The UK Government has confirmed that there are no plans to devolve employment law to the Scottish Government.
During a House of Commons debate last week, the Parliamentary Under-Secretary of State for Business, Energy and Industrial Strategy confirmed that the government have “no intention of devolving legislative competence for employment rights matters to the Scottish Government”. The Government’s view is that both employers and employees alike benefit from a single system of employment rights and that devolution of employment rights to Scotland risks creating a two-tier employment rights framework as Scotland may adopt different policy and legislation to England and Wales, which would be costly and burdensome for businesses who operate across the UK. The Parliamentary Under-Secretary also expressed the government’s belief that in order for the UK labour market to work effectively, this requires a consistent underlying legislative framework, and that devolution could disadvantage workers by “suppressing the free flow of labour between England and Scotland” as a number of people live in Scotland but work in England and vice versa.
As things stand therefore, employment law remains a reserved matter for the UK Government and there appears to be no appetite under the current government to change that position. This should be welcome news to employers who are operating sites across the UK.

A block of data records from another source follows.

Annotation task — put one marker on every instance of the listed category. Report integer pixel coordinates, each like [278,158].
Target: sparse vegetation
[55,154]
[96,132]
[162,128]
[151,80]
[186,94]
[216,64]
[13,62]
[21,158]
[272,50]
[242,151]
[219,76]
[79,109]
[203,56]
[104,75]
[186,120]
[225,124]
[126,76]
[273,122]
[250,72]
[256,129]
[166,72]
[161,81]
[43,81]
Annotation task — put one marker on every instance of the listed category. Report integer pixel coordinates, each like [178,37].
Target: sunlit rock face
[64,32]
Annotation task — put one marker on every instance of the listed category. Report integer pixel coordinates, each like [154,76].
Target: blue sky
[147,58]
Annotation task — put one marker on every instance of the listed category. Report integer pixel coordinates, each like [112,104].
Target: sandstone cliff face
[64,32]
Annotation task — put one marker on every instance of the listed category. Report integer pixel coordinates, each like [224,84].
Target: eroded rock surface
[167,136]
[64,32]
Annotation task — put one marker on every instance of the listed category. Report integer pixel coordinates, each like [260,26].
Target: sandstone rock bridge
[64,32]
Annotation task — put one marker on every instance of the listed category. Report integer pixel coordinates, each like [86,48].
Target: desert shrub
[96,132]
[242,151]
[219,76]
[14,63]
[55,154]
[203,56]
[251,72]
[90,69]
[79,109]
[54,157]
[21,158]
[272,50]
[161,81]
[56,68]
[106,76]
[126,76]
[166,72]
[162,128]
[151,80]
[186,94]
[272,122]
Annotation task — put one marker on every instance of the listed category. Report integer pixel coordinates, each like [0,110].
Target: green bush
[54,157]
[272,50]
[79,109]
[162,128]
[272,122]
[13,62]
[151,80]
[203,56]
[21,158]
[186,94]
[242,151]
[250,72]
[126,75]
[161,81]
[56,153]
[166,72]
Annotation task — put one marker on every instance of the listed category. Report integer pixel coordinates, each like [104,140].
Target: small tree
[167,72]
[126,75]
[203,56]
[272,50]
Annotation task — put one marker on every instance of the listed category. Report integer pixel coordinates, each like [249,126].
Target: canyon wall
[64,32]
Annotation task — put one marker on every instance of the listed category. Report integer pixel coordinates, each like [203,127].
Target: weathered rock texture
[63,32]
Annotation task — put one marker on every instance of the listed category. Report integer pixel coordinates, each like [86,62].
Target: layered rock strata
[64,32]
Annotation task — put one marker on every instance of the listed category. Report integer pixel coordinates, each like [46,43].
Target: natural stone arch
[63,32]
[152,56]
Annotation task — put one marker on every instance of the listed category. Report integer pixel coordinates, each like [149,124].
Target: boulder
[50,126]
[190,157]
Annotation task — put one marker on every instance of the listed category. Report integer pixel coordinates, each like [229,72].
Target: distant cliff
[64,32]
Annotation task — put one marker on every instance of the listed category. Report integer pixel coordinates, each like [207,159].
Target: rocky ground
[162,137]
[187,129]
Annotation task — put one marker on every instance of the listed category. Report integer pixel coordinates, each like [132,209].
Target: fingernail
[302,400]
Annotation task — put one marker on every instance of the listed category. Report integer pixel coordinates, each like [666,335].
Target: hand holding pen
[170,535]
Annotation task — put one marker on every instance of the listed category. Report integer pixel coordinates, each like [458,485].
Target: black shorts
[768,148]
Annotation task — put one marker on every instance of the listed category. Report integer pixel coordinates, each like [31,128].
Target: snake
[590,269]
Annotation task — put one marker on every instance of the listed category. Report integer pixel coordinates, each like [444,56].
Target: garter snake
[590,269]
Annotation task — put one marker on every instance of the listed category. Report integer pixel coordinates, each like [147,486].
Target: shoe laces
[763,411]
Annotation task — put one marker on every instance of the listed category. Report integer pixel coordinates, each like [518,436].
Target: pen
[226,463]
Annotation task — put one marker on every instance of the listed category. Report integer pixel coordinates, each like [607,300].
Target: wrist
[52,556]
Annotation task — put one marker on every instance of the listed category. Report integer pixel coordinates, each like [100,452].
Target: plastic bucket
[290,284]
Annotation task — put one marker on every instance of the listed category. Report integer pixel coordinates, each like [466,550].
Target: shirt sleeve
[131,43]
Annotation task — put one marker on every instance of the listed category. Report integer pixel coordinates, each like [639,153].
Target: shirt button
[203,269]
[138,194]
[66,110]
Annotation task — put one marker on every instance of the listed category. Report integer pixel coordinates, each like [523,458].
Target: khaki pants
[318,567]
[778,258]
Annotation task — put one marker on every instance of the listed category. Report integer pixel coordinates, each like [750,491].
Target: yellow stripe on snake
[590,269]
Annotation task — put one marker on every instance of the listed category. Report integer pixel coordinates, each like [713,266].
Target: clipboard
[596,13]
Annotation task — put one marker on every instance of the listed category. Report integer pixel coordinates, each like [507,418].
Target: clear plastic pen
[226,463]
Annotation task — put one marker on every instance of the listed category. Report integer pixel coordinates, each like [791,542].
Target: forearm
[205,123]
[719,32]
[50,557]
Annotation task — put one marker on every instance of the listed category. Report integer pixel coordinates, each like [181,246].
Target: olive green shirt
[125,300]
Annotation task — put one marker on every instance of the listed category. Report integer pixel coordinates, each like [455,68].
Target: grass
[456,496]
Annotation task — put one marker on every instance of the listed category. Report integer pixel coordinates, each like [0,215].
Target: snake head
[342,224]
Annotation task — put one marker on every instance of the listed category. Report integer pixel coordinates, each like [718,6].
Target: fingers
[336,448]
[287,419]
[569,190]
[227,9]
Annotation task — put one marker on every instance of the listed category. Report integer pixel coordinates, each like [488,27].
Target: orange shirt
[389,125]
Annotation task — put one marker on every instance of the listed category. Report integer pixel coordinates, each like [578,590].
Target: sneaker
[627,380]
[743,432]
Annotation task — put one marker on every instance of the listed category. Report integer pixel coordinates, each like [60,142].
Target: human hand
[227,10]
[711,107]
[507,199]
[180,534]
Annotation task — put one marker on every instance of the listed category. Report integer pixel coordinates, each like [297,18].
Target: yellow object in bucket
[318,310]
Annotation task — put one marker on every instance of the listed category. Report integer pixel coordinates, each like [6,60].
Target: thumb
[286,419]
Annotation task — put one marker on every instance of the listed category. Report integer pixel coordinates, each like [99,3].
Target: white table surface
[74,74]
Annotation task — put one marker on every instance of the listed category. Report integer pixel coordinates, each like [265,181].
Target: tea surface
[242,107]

Whilst devolution of the Scottish employment tribunals is currently still intended to take place, it has been confirmed by the Ministry of Justice that this will not take place before 2025. The drafting of the Order in Council is still in progress and the Parliamentary Under-Secretary confirmed that once the drafting has concluded, the UK and Scottish governments will seek to agree a timeline for devolution of the first tranche of tribunals. Therefore, for the time being at least, the existing tribunal system in Scotland remains in place. As many will know, one of the main differences between tribunal hearings in Scotland compared to England or Wales is the prominence of taking evidence from witnesses through oral questioning rather than in written witness statements – this also remains the case.